For many Australians
in these troubled times, international current affairs have become something of
a spectator sport.
I am not
talking about those whose attention rarely strays beyond their immediate
surroundings of work and family. In many ways they are the lucky ones,
self-insulated from the misery, disruption and upheavals of the nightly news.
Yet even
for those who are interested, there is often a degree of detachment. They
express shock, horror, maybe even anger, but they are the emotions of an audience
watching a powerful drama. Easy to switch off and return to the ‘real world’.
It’s all
happening somewhere else and we are comfortable and safe in our living rooms.
Or are we?
I do not
mean the country is about to witness angry crowds taking to the streets of
Sydney and Melbourne demanding governments fall with the associated tear gas,
water cannon and looting.

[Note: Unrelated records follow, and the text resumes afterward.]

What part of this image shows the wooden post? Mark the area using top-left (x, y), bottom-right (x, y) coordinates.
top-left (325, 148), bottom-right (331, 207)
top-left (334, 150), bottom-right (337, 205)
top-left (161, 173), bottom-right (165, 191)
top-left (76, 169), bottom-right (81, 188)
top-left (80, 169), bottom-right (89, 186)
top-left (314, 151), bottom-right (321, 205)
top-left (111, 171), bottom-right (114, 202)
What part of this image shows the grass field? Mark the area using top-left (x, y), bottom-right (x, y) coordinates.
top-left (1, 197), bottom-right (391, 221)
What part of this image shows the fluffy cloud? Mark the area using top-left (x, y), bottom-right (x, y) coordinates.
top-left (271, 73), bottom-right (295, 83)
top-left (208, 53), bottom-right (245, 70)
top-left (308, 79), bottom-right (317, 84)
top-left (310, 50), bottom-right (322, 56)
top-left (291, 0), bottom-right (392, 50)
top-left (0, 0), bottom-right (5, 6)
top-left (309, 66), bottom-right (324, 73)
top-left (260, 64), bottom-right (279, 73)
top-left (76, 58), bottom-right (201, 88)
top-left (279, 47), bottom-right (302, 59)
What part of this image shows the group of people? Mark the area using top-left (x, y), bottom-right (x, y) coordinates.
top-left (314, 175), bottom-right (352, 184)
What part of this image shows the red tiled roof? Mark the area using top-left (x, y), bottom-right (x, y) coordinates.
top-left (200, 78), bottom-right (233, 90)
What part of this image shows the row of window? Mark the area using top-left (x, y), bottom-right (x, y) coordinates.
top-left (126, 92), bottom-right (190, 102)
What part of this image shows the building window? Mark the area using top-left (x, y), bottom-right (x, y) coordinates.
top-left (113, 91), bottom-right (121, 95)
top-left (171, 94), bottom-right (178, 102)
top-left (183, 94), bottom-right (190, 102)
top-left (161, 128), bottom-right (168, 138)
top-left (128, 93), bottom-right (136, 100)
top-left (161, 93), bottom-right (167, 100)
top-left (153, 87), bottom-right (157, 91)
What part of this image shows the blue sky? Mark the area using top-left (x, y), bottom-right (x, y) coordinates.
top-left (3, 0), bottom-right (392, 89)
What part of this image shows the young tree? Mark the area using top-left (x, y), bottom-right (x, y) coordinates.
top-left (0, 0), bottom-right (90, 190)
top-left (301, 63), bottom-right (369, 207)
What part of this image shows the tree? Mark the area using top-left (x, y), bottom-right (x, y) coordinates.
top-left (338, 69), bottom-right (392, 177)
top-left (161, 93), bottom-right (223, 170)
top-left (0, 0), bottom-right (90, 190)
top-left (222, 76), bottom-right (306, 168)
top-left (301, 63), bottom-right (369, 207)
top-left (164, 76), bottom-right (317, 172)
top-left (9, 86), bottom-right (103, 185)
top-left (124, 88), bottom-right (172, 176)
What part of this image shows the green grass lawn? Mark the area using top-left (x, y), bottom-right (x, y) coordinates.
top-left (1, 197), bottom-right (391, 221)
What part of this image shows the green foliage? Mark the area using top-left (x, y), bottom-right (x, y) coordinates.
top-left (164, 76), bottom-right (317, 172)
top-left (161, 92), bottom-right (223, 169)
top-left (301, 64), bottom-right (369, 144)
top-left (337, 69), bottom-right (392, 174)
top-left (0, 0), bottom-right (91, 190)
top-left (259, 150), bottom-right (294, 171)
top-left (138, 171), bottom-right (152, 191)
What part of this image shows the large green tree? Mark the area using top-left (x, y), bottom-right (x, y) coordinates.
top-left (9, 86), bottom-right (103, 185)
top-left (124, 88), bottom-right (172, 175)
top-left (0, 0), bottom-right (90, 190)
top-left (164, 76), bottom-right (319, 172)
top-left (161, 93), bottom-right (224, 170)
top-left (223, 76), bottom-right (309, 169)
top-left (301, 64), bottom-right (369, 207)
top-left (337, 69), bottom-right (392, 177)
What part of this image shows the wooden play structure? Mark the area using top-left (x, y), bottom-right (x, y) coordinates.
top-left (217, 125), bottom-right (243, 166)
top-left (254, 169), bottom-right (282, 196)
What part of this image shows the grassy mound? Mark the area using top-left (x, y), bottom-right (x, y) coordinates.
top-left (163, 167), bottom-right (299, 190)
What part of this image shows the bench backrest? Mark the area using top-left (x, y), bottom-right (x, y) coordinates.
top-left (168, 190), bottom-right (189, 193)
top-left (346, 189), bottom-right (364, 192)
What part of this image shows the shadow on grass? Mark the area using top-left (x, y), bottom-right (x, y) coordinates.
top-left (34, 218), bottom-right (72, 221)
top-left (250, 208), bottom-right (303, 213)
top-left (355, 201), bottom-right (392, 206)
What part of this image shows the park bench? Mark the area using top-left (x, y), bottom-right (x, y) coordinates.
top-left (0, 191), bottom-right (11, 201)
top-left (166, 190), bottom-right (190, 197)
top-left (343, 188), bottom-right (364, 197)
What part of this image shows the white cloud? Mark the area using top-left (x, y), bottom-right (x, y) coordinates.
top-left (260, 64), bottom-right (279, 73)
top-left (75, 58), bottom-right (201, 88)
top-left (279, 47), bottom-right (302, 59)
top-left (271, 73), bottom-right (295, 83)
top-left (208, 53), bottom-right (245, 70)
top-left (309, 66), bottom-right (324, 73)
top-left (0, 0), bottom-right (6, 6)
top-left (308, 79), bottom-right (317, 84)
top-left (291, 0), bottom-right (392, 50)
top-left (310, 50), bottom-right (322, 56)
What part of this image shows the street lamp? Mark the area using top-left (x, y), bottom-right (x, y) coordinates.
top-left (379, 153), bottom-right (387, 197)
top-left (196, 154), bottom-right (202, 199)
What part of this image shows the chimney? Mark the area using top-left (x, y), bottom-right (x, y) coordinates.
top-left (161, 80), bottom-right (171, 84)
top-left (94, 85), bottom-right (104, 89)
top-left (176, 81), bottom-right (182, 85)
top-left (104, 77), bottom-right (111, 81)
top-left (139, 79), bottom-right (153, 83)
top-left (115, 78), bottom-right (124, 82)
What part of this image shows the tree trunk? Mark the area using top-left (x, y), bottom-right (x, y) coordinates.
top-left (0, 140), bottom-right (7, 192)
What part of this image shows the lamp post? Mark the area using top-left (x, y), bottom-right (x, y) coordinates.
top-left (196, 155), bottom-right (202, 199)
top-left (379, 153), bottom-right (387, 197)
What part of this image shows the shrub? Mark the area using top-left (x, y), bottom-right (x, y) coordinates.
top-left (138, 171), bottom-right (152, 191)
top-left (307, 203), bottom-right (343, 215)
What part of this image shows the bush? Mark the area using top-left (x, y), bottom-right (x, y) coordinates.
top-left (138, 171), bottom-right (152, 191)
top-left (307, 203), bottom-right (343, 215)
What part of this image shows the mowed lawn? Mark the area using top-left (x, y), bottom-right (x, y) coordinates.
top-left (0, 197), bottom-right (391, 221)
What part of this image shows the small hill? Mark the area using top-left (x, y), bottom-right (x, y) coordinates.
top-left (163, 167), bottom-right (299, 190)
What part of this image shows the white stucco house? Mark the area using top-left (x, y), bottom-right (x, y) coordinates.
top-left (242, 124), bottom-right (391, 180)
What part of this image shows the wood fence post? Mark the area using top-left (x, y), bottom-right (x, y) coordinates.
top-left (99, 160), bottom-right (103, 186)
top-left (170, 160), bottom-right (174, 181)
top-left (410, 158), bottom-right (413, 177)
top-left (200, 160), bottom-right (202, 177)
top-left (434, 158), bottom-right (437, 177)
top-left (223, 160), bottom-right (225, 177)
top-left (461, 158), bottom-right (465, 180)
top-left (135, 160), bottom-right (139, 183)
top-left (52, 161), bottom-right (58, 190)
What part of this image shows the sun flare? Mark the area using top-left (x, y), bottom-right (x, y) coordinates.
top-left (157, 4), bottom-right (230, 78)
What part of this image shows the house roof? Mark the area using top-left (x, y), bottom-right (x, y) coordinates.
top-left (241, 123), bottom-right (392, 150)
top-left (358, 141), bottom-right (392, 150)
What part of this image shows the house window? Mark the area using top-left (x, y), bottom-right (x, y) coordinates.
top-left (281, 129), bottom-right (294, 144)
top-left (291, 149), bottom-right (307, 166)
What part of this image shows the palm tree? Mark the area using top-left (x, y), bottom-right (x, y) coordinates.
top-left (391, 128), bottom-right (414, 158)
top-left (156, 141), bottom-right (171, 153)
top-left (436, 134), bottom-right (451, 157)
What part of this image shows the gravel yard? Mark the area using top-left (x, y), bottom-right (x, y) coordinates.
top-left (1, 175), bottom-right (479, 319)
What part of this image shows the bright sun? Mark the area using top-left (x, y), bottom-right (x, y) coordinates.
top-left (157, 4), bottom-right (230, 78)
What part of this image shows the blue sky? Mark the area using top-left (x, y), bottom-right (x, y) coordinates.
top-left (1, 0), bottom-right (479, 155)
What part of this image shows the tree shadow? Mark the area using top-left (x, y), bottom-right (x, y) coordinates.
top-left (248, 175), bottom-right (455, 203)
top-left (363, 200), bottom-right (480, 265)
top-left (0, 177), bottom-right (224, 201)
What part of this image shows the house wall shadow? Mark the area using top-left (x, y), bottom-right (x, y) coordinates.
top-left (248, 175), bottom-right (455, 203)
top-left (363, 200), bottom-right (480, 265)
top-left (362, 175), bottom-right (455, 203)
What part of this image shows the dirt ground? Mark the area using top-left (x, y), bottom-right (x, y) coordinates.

Australia has not reached that point.
There are
other, far more subtle signs of a disturbing trend that is leading to increasing
division and alienation in societies around the world – not just in those whose
cities are currently wracked with violence.
It is the
abdication of the responsibility of leaders to govern for the greater good of
all, rather than for the benefit of a core group of supporters.
This has
long been the method of dictators, but it is also being adopted in countries that
call themselves democracies — in Erdogan’s Turkey, Duterte’s Philippines and
Bolsonaro’s Brazil.
The
template is United States President Donald Trump whose virulent and often
abusive attacks on political opponents, journalists and academics who dare to
question him have become routine.
In the
United Kingdom the concerns of 48 per cent of the population who opposed
leaving the European Union have been derided and dismissed by supporters of the
small and increasingly perilous majority who support it.
Australia
is not immune, with the arrogance of the Coalition Government ever more on show
since its surprise third consecutive election win earlier this year.
Critics
are dismissed as being “part of the Canberra bubble”; Ministers refuse to take
responsibility for the failings and even the possibly illegal actions of their
staffs; blind eyes are turned and parliamentary questions deflected over police
actions against journalists.
Perhaps
this is not so surprising as it was an Australian, Lynton Crosby, who
formulated the successful election strategy for the UK Conservative Party that
it should play to its strengths with the electorate and not try to patch up its
weaknesses.
That
lesson came straight from Niccolo Machiavelli’s 16th century
playbook when he said that as long as politicians cared for a powerful elite
group of supporters they were “free to engage in evil”.
Trump-like
slogans such as ‘Make Australia Great’, and ‘Drain the Swamp’ are now regular
parts of the conservative Government’s lexicon, as are increasingly virulent
attacks on any organisation or group that questions the philosophy of the
right, from Get Up to climate activists.
The
politics of division is on the march.